University of Kansas Medical Center Kansas City, KS
Introduction: Esophageal parakeratosis (EP) is an uncommon finding with largely unknown clinical implications and malignant potential. Here, we report a case of severe esophageal parakeratosis.
Case Description/Methods: Patient is a 69-year-old African American male with history significant alcohol and cocaine abuse, prior tobacco abuse, keloids, gastroesophageal reflux, food impaction, and progressive dysphagia for 20 years with 40-pound weight loss.
Patient’s first esophagogastroduodenoscopy (EGD) in 2000 revealed moderate esophagitis and a distal esophageal stricture with 9 mm lumen bougie dilated to 12 mm, but dysphagia persisted. Repeat EGDs between 2006 and 2016 showed whitish plaques with no evidence of fungal organisms. Given classic appearance of EOE, he was trialed on empiric fluticasone and budesonide with no improvement in dysphagia.
In September 2021, he was hospitalized with severe dysphagia. EGD (Figure 1) at this time showed gray, yellow frondlike lesion replacing esophageal lumen from mid to distal esophagus with mucosal friability. His dysphagia transiently responded to repeat dilations, but continued to recur and worsen.

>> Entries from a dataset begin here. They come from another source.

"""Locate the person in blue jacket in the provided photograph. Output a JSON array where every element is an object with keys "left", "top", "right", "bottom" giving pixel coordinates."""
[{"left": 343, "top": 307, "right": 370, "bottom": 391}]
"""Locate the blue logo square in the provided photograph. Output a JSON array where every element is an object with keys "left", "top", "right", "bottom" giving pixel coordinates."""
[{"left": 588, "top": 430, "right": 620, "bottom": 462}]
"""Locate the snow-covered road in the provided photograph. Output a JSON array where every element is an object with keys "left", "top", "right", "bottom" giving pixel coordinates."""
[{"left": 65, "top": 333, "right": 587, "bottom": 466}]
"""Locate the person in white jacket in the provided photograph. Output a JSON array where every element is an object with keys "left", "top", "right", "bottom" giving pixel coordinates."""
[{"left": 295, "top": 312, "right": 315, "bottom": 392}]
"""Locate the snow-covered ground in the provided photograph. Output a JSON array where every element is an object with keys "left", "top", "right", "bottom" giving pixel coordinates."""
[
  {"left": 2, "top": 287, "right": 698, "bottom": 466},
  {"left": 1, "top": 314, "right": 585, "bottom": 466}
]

Unfortunately, patient continued to have weight loss and dysphagia unresponsive to dilations. The patient was then started on gastric tube feedings. He was offered surgery due to the severity of his symptoms, but he declined.
Most recently, the patient underwent endoscopic mucosal resection with deeper tissue samples revealing superficial fragments of laterally spreading squamous cell carcinoma of the esophagus.
Discussion: In this case, there was a high clinical suspicion for malignancy, leading the endoscopist to obtain deeper tissue samples via endoscopic mucosal resection as superficial fragments of the esophagus only revealed parakeratosis. It is important to trust clinical judgment, especially if there is a high suspicion for malignancy.
Tylosis also has a known association with EP and often presents with areas of thickened skin plaques on palms and feet. Tylosis has a strong association with head, neck, and esophageal squamous cell carcinoma. The patient had no family history of tylosis and no cutaneous features. Despite this, a careful inspection of the entire EP area with targeted biopsies should be obtained to evaluate for dysplasia.
This case represents EP with years of no evidence of squamous cell cancer despite aggressively searching for it, which at least anecdotally suggests a precancerous potential for EP.